Image-to-Structure Likelihood Computation

The main output of CryoLike is the likelihood of between each input Images and Templates created from 3D structures.

Overview

At its heart, CryoLike offers a way to compute the likelihood of a given observed 2D image to a particular 3D structure. As described in the Mathematical Framework, likelihood comparisons are based on comparing a stack of images with a templates set using the cross-correlation.

Templates sets are projections of a single 3D structure into image space from multiple viewing angles. Images will be compared against these templates at a number of different rotations and displacements, and the results can be returned with several different means of aggregation.

Note:

The Templates and Images stacks are unlikely to fit fully in GPU memory all at once, so CryoLike batches the comparison over several sets.
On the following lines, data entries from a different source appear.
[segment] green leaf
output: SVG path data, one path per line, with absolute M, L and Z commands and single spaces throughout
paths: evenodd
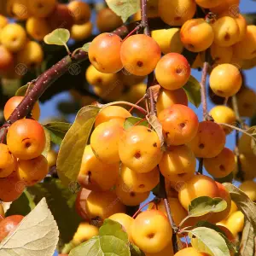
M 1 256 L 53 255 L 59 230 L 44 198 L 0 244 Z
M 254 233 L 249 221 L 246 220 L 240 245 L 241 256 L 254 255 Z
M 5 216 L 16 214 L 26 216 L 35 207 L 35 206 L 32 195 L 27 191 L 25 191 L 17 200 L 11 203 Z
M 52 122 L 44 125 L 50 135 L 50 140 L 57 145 L 61 145 L 62 140 L 71 127 L 71 124 L 63 122 Z
M 200 83 L 193 76 L 190 76 L 189 81 L 183 88 L 186 92 L 189 102 L 198 108 L 201 101 Z
M 57 28 L 49 34 L 46 35 L 44 41 L 47 44 L 67 45 L 70 38 L 70 32 L 65 28 Z
M 119 16 L 124 22 L 132 15 L 140 9 L 139 0 L 106 0 L 108 7 Z
M 58 154 L 57 172 L 66 186 L 77 181 L 84 148 L 99 111 L 96 106 L 81 108 L 63 139 Z
M 127 234 L 122 226 L 105 219 L 99 236 L 71 250 L 69 256 L 131 256 Z
M 256 205 L 249 197 L 238 188 L 231 183 L 224 183 L 226 189 L 230 192 L 231 199 L 234 201 L 238 209 L 245 215 L 246 218 L 251 223 L 254 234 L 256 234 Z
M 212 256 L 230 256 L 229 247 L 220 234 L 205 228 L 195 228 L 189 232 L 193 247 L 201 253 L 207 253 Z
M 124 129 L 127 130 L 130 127 L 133 126 L 134 125 L 139 123 L 139 125 L 143 125 L 143 126 L 147 126 L 148 127 L 148 122 L 147 120 L 143 120 L 142 121 L 143 119 L 141 118 L 137 118 L 134 116 L 131 116 L 129 118 L 126 118 L 124 123 Z
M 60 230 L 61 245 L 69 242 L 81 221 L 75 210 L 76 194 L 73 193 L 75 191 L 65 188 L 59 179 L 49 177 L 44 183 L 28 187 L 27 190 L 34 196 L 35 202 L 46 198 Z

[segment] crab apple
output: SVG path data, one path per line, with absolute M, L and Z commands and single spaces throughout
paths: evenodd
M 138 173 L 122 165 L 119 175 L 126 187 L 138 193 L 152 190 L 160 182 L 158 167 L 146 173 Z
M 32 16 L 37 18 L 48 17 L 54 11 L 56 0 L 33 0 L 27 1 L 28 10 Z
M 5 177 L 16 170 L 17 160 L 3 143 L 0 143 L 0 177 Z
M 89 223 L 80 223 L 72 241 L 76 245 L 79 245 L 84 241 L 90 240 L 91 237 L 98 236 L 99 229 Z
M 234 54 L 239 59 L 251 60 L 256 57 L 256 26 L 248 25 L 243 39 L 234 45 Z
M 221 97 L 230 97 L 236 94 L 242 79 L 239 69 L 232 64 L 220 64 L 214 67 L 210 75 L 212 91 Z
M 183 49 L 180 40 L 180 28 L 154 30 L 152 31 L 152 38 L 165 55 L 169 52 L 181 54 Z
M 216 182 L 205 175 L 195 175 L 178 189 L 178 199 L 182 206 L 188 210 L 191 201 L 200 196 L 218 197 Z
M 43 61 L 43 48 L 35 41 L 27 42 L 25 47 L 17 54 L 17 61 L 25 64 L 28 68 L 38 67 Z
M 158 135 L 143 125 L 132 126 L 123 132 L 119 153 L 123 164 L 139 173 L 152 171 L 162 158 Z
M 113 31 L 123 24 L 122 19 L 109 8 L 104 8 L 98 12 L 96 22 L 100 32 Z
M 224 130 L 216 123 L 202 121 L 195 137 L 189 143 L 195 157 L 212 158 L 224 148 L 226 136 Z
M 123 42 L 120 56 L 128 72 L 137 76 L 145 76 L 155 68 L 161 57 L 161 50 L 152 38 L 137 34 L 129 37 Z
M 203 19 L 186 21 L 180 31 L 181 41 L 184 47 L 193 52 L 200 52 L 209 48 L 214 39 L 212 26 Z
M 155 78 L 167 90 L 183 87 L 190 77 L 190 66 L 187 59 L 177 53 L 164 55 L 155 67 Z
M 162 251 L 171 242 L 172 236 L 170 223 L 160 211 L 141 212 L 131 225 L 134 243 L 146 253 Z
M 48 174 L 46 158 L 41 154 L 31 160 L 18 160 L 18 176 L 27 186 L 33 186 Z
M 87 189 L 106 191 L 110 189 L 119 177 L 119 164 L 109 165 L 99 160 L 90 145 L 84 148 L 78 177 L 79 184 Z
M 129 118 L 131 116 L 131 113 L 122 107 L 108 106 L 102 108 L 97 114 L 95 120 L 95 127 L 111 119 L 119 119 L 122 121 L 125 121 L 126 118 Z
M 211 55 L 214 65 L 230 63 L 233 56 L 233 48 L 222 47 L 216 44 L 212 44 L 211 46 Z
M 174 104 L 162 110 L 158 118 L 168 145 L 185 144 L 196 135 L 198 118 L 191 108 L 184 105 Z
M 102 73 L 113 73 L 123 68 L 120 59 L 122 39 L 113 33 L 102 33 L 90 44 L 90 63 Z
M 185 90 L 182 88 L 172 90 L 161 90 L 156 102 L 157 113 L 160 113 L 174 104 L 188 106 L 189 101 Z
M 103 220 L 114 213 L 124 213 L 125 206 L 113 191 L 91 191 L 85 201 L 89 218 Z
M 3 108 L 3 116 L 4 119 L 7 120 L 11 113 L 15 111 L 15 109 L 18 107 L 18 105 L 21 102 L 24 96 L 13 96 L 8 100 L 8 102 L 4 105 Z M 40 117 L 40 107 L 38 102 L 37 102 L 33 108 L 31 112 L 32 117 L 35 120 L 38 120 Z
M 168 147 L 159 164 L 163 176 L 174 183 L 189 180 L 195 166 L 195 154 L 186 145 Z
M 121 177 L 119 178 L 115 184 L 115 193 L 119 200 L 125 206 L 133 207 L 138 206 L 149 196 L 150 191 L 135 192 L 133 187 L 125 184 Z
M 256 112 L 256 93 L 249 88 L 242 88 L 236 95 L 241 116 L 253 117 Z
M 75 41 L 83 41 L 91 36 L 93 24 L 88 21 L 84 24 L 74 24 L 70 29 L 70 36 Z
M 244 215 L 241 211 L 231 214 L 226 222 L 226 227 L 231 231 L 234 236 L 241 232 L 244 227 Z
M 0 221 L 0 241 L 16 230 L 23 218 L 21 215 L 11 215 Z
M 44 149 L 46 138 L 43 126 L 32 119 L 20 119 L 9 127 L 7 144 L 10 152 L 20 160 L 39 156 Z
M 174 254 L 174 256 L 187 256 L 187 255 L 189 255 L 189 256 L 208 256 L 209 254 L 206 253 L 200 253 L 193 247 L 187 247 L 187 248 L 181 249 L 180 251 L 178 251 L 177 253 Z
M 91 134 L 92 151 L 104 164 L 116 164 L 120 160 L 119 143 L 124 131 L 123 125 L 121 119 L 112 119 L 99 125 Z
M 131 229 L 134 219 L 131 216 L 125 213 L 115 213 L 108 217 L 108 218 L 120 224 L 124 231 L 127 233 L 129 241 L 131 241 L 132 240 Z
M 8 50 L 17 52 L 26 44 L 26 34 L 25 29 L 17 23 L 5 26 L 1 31 L 1 43 Z
M 209 114 L 212 117 L 216 123 L 224 123 L 231 125 L 236 125 L 236 113 L 232 108 L 227 106 L 215 106 L 211 109 Z M 222 128 L 226 134 L 229 134 L 232 131 L 232 129 L 230 127 L 222 125 Z
M 38 41 L 42 41 L 51 32 L 45 19 L 36 17 L 30 17 L 26 20 L 26 30 L 32 38 Z
M 196 3 L 193 0 L 159 0 L 160 17 L 170 26 L 181 26 L 195 14 Z
M 53 30 L 57 28 L 66 28 L 69 30 L 74 23 L 74 18 L 67 6 L 61 3 L 58 3 L 55 6 L 53 12 L 47 18 L 47 20 Z
M 90 8 L 87 3 L 73 1 L 68 3 L 67 7 L 74 18 L 75 24 L 81 25 L 90 20 Z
To reduce memory transfer overhead, we preference Templates as the outer set of objects to loop over. We may provide more customization options for this in the future.

Main outputs

The primary outputs of CryoLike are the best cross-correlation for each image across every template set (each corresponding to a 3D structure), and the integrated likelihood for each image with respect to each 3D structure.

Interface

The run_likelihood module provides two wrapper functions that serve as a convenient interface to the underlying iterator and aggregator functions found in cryolike.likelihoods. One wrapper returns the optimal pose for each image (cryolike.run_likelihood.run_likelihood_optimal_pose()), and the other returns the full unaggregated cross correlation likelihood, indexed by image, template, displacement, and inplane rotation (cryolike.run_likelihood.run_likelihood_full_cross_correlation()).

For a worked example of this wrapper function in action, see the run likelihood example.

Both wrapper functions take the following parameters:

  • A configured file manager that handles fetching input files and writing output files to standard locations on the file system

  • A set of image descriptor parameters, in on-disk or in-memory form (params_input)

  • A callback function that applies the appropriate displacement-search grid to every batch of templates

  • The index of the template file to process (i_template)

  • The number of image stacks to process (n_stacks)

  • Whether to skip processing when the output files appear to exist already (skip_exist)

  • Number of templates and images to use per batch, and whether to attempt to determine those values automatically (n_templates_per_batch, n_images_per_batch, discover_batch_size)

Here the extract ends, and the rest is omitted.